This is not just important for physical growth but also according to Sheelagh Quinn (n.d quoted in L. Almond K. Ezzeldin, 2013, p.54) “Having these skills is an essential part of enjoyable participation and a lifelong interest in an active lifestyle”. This links with purpose of study within the National curriculum in P.E as it states “It should provide opportunities for pupils to become physically confident in a way which supports their health and fitness” (department for education, 2013).

Social value is another grouping of why physical education is an important addition to the national curriculum. With globalisation increasing, today’s society has the possibility to be hostile and unwelcoming to people unlike ourselves. However, more and more, sport is being used as a tool that promotes specific values that encourage understanding, tolerance and peace thus bringing divided societies together. Its inherent values can be used to improve the wellbeing of whole communities (D. Meir, 2014, p.51). This can also have great significance in a primary school as often children can foster negative views from their parents towards other children that are different than them. Arguably no other lesson helps to promote team building and support for one another to the same extent. Bringing children together to appreciate one another can be done through games in which the children have to work together. The role of the teacher can also be changed to promote specific values rather than only being concerned with technical development (D. Meir, 2014, p.51).

On a more individual level children learn basic social skills that will benefit them in all aspects of life, according to Bert Biglin (2013, p.45) “Children have the opportunity at all levels of ability to play hard, compete fairly and honestly, appreciate their own and others’ skill and effort, cooperate with others and learn to except winning and losing graciously”. Each of these is a valuable life skill that is often neglected within other subjects. The National curriculum also supports teamwork within P.E as it states that “Pupils should be taught to: participate in team games”.

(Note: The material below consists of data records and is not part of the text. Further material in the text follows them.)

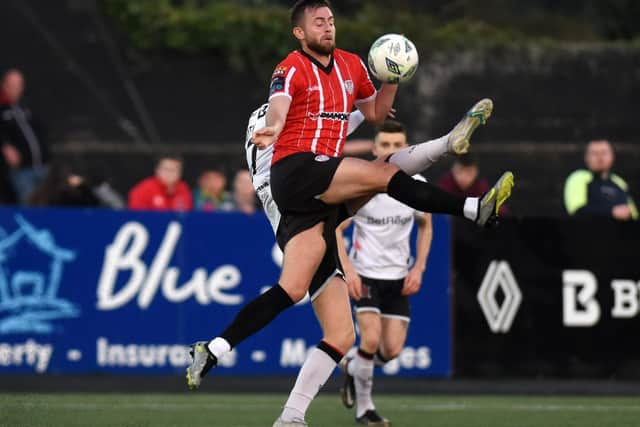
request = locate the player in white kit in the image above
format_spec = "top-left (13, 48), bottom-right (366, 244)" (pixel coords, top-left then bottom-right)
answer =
top-left (336, 120), bottom-right (431, 426)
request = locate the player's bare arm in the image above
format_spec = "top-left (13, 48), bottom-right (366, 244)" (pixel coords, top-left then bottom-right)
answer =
top-left (253, 96), bottom-right (291, 149)
top-left (357, 83), bottom-right (399, 125)
top-left (335, 217), bottom-right (364, 300)
top-left (403, 212), bottom-right (432, 296)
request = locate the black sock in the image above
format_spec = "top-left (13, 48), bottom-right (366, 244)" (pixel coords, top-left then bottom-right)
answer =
top-left (357, 348), bottom-right (375, 360)
top-left (318, 340), bottom-right (344, 364)
top-left (387, 170), bottom-right (465, 215)
top-left (220, 284), bottom-right (294, 348)
top-left (374, 349), bottom-right (390, 367)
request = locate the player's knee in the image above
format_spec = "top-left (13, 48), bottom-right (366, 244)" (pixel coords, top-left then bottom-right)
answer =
top-left (328, 323), bottom-right (355, 354)
top-left (382, 342), bottom-right (403, 359)
top-left (360, 333), bottom-right (381, 354)
top-left (375, 162), bottom-right (400, 192)
top-left (282, 285), bottom-right (308, 303)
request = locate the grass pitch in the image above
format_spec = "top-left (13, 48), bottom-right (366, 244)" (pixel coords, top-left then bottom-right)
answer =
top-left (1, 393), bottom-right (639, 427)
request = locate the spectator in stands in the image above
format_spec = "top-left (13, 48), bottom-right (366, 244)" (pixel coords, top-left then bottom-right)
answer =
top-left (437, 154), bottom-right (489, 197)
top-left (438, 154), bottom-right (508, 216)
top-left (564, 139), bottom-right (638, 220)
top-left (0, 69), bottom-right (50, 204)
top-left (128, 154), bottom-right (192, 211)
top-left (29, 162), bottom-right (125, 208)
top-left (229, 169), bottom-right (257, 214)
top-left (193, 169), bottom-right (233, 211)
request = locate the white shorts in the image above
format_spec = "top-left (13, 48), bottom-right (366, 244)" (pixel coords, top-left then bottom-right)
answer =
top-left (255, 180), bottom-right (281, 235)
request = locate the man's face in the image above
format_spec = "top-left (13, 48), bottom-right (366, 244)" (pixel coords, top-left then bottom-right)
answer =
top-left (2, 71), bottom-right (24, 104)
top-left (585, 140), bottom-right (614, 175)
top-left (156, 159), bottom-right (182, 187)
top-left (452, 163), bottom-right (479, 191)
top-left (372, 131), bottom-right (408, 159)
top-left (200, 171), bottom-right (226, 195)
top-left (297, 6), bottom-right (335, 55)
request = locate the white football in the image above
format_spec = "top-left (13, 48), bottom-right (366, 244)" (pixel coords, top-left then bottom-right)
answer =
top-left (367, 34), bottom-right (419, 84)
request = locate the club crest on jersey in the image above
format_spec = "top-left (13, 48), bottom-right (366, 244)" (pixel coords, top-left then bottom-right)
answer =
top-left (314, 155), bottom-right (330, 162)
top-left (272, 66), bottom-right (287, 77)
top-left (344, 80), bottom-right (354, 95)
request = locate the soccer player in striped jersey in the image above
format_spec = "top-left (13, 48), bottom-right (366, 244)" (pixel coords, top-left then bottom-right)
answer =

Physical education is also very inclusive and offers opportunities for all abilities and all children, whether through being a valued team member or having the important role of referee, skills can be gained from different roles which can be transferred to other aspects of life.

The value of physical education can also be seen within the way it helps children develop mentally. Competitive games and working in teams helps builds a child’s cognitive development as they have to solve how to be an effective team member as well as strategize to any game that is played. Teachers can aid this by choosing strategy games, these can also be made more fun by putting a theme to them such as code cracking or a Pirate quest with a puzzle to solve, each involving exercise. Through these activities children learn more and more about themselves and their strengths and weaknesses. One of the ways children can realise this is through marking their progress and beating personal bests, this is supported in the National curriculum as it states that children should be able to “compare their performances with previous ones and demonstrate improvement to achieve their personal best” (department for education, 2013). This is also backed up by Bert Biglin (2013, p.45) who states “It becomes a part of a child’s education that they start to come to terms with their individual strengths and weaknesses: that is the recognition that individuals have, or are capable of having, different levels of skills, aptitudes and abilities.”

Physical education also helps to build confidence in children as they are given the chance to strategize, win games and explore the role they play within a team. Margaret Talbot (n.d, cited in Psychology Today, 2014) once wrote that “sports, dance and other challenging physical activities are distinctively powerful ways of helping young people learn to ‘be themselves”. This is important for children as they grow up and start to find their identity.

Furthermore, preparation for adulthood can be used to group other values that physical education has to offer. Children can take away strengths such as problem solving, as well as other hidden skills such as considering consequences of their actions and being a team player. P.E also gives children the opportunity to take on leadership roles which can help to improve communication skills, develop motivational skills and provide a platform for them to develop confidence (SportScotland, 2017). All these skills allow children to grow up and be more prepared for adult life, according to Les Duggan and Mark Solomons (2015, p.26) “Physical Educationalists have always known that character and building personal resilience are key components of producing successful people.”

In conclusion, the value of physical education can be grouped into 4 main groups, although more points could be made, the physical, social, mental, and preparatory values justify its place in the primary curriculum and give a glimpse into its merit and worth.